Según los datos de mitad de marzo, la cuenca del tajo estaba al 62,10% de su capacidad, con 6.866 hectómetros cúbicos. Casi 18 puntos por encima de cómo estaba en las mismas fechas del año 2022 y cuatro puntos por encima de la media de la última década. En estas comarcas del norte y centro de la provincia de Cáceres, los cultivos de tabaco, maíz o tomate para industria no tendrán estrecheces.
Embalses
Diferente es el caso de la cuenca del Guadiana que aunque se encuentra cuatro puntos por encima de cómo estaba en la misma época del 2022 hasta el 34,6% de su capacidad (con 3.288 hectómetros cúbicos), sigue muy por debajo de la media de los últimos diez años (56,5%), según datos de embalses.net.

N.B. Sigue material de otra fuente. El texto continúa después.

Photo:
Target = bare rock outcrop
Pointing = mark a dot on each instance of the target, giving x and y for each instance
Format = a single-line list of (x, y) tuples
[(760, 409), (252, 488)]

El dato positivo es que hay embalses claves para el regadío de la zona, como el de Orellana, que sí han mejorado sensiblemente sus datos en relación al año pasado, con 440 hectómetros cúbicos sobre una capacidad de 808 (más del 50%).

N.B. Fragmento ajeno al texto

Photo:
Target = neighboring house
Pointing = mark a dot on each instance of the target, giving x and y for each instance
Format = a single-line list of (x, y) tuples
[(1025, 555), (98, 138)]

La Comunidad General de Usuarios del Canal de Orellana agrupa desde Orellana la Vieja a San Pedro de Mérida, en 37 poblaciones de 17 términos municipales, a 6.500 regantes y 56.000 ha. Ha anunciado ya que se “garantizará el riego de la superficie de cultivos permanentes y para los cultivos de campaña, se garantiza el riego del 60% de la superficie restante. No existe discriminación por cultivos de campaña al realizar el reparto y no se suministrará agua para riego de segundos cultivos”. En la campaña del 2022 la dotación fue del 37% de una campaña normal”. Aunque los embalses del Zújar, Cíjara, García Sola y La Serena siguen bajos para esta época del año.
Previsiones
Los productores esperan que se recupere en parte el status quo que ha dominado el regadío regional en los últimos años. Con datos de la primera semana de marzo Bartolomé Martínez, Gerente de la cooperativa CASAT de Don Benito (Badajoz), asegura que “con las estimaciones de agua que han dado en el Canal de Orellana, de un 60 % de la superficie de cultivos anuales, lo más normal es que se mantenga casi todo el cereal de invierno que esté en buenas condiciones, se ponga todo el tomate contratado, pues el precio obtenido es atractivo para el cultivo.

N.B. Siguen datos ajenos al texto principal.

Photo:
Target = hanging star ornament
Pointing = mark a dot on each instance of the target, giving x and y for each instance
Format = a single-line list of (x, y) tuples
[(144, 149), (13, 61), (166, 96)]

En las zonas tradicionalmente arroceras se ponga arroz en el porcentaje permitido, pues se espera que el precio acompañe y va a ser el maíz, el cultivo que va a servir para ajustar las superficies definitivas que finalmente se puedan sembrar. Quizás este último no tenga el precio de la campaña pasada, pero estimamos que puede tener un precio que sea rentable para el agricultor.
En cuanto al girasol, se pondrá muy poco, pues el precio, con respecto al año pasado, ha bajado considerablemente y no es rentable regar girasol un año como éste, donde se pueden poner otros cultivos más atractivos. Resumiendo, más tomate, más arroz, algo más de maíz y mucho menos de girasol”.
Hay que tener en cuenta que si en una campaña normal en la región se siembran entre maíz y arroz un total de 67.000 hectáreas, el pasado año 2022 solo se llegaron a sembrar entre ambos cultivos 26.000 has. Unas 40.000 has menos que solo fueron compensadas en parte por las casi 22.000 hectáreas de girasol, en torno a 10.000 has más de lo habitual.